Sadly, but nothing is changed, it's still the same.

On one side incredible beauty with it's own Russian uniqueness. On another: the same villages, same unploughed fields, the same wooden or stone houses, the same impassable roads and trails, the same grubby peasants in rags, all the same - one to one, as it were before, during and after the 70 years of the Communism rule.

And I forgot the main thing - it would hardly change in the future;).

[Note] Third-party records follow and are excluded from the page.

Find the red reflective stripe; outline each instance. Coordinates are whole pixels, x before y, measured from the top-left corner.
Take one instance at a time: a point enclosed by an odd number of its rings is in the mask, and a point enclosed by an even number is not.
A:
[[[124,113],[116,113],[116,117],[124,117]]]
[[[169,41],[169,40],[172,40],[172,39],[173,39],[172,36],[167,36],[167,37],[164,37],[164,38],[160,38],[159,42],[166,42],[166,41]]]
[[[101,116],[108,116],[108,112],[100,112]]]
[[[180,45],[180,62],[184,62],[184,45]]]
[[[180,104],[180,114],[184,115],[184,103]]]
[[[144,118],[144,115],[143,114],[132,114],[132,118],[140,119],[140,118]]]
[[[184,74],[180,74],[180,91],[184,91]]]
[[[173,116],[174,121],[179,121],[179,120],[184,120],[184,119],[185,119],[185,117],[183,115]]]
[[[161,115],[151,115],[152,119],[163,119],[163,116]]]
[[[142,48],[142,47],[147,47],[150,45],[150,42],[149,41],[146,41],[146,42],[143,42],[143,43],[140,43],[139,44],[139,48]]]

You are so right, Nicola. Everybody I know who's been to provincial Russia in recent years, that is, the Russia outside of major cities like Moscow and St. Petersburg, says that it's like being back in the 17th or 18th century, it's so impoverished and backwards. These areas include not just the obvious backwaters, but also the immediate rural environs of the capital cities. Today's Russian peasants live like dogs, much as they've always lived, only perhaps worse because now, understandably, most of their young people have fled to the cities to seek employment and a better life for themselves.

It's all very quaint, looking at these beautiful photographs, but we mustn't forget the real misery and poverty that lay behind most of these pictures. I don't think it's quite fair to compare turn-of-the-century Russia with the United States of the same period - most of agricultural Russia proper languished under the double threat of a poor climate and poor soil and was as a result always famine-prone (in fact, this region experienced a massive crop failure and subsequent famine in the early 1890s; Count Tolstoy and his wife organized the initial relief efforts - note, not the tsarist government). Only the "black earth" regions in Ukraine and other parts of the old southern Russia ever consistently prospered agriculturally in the imperial period.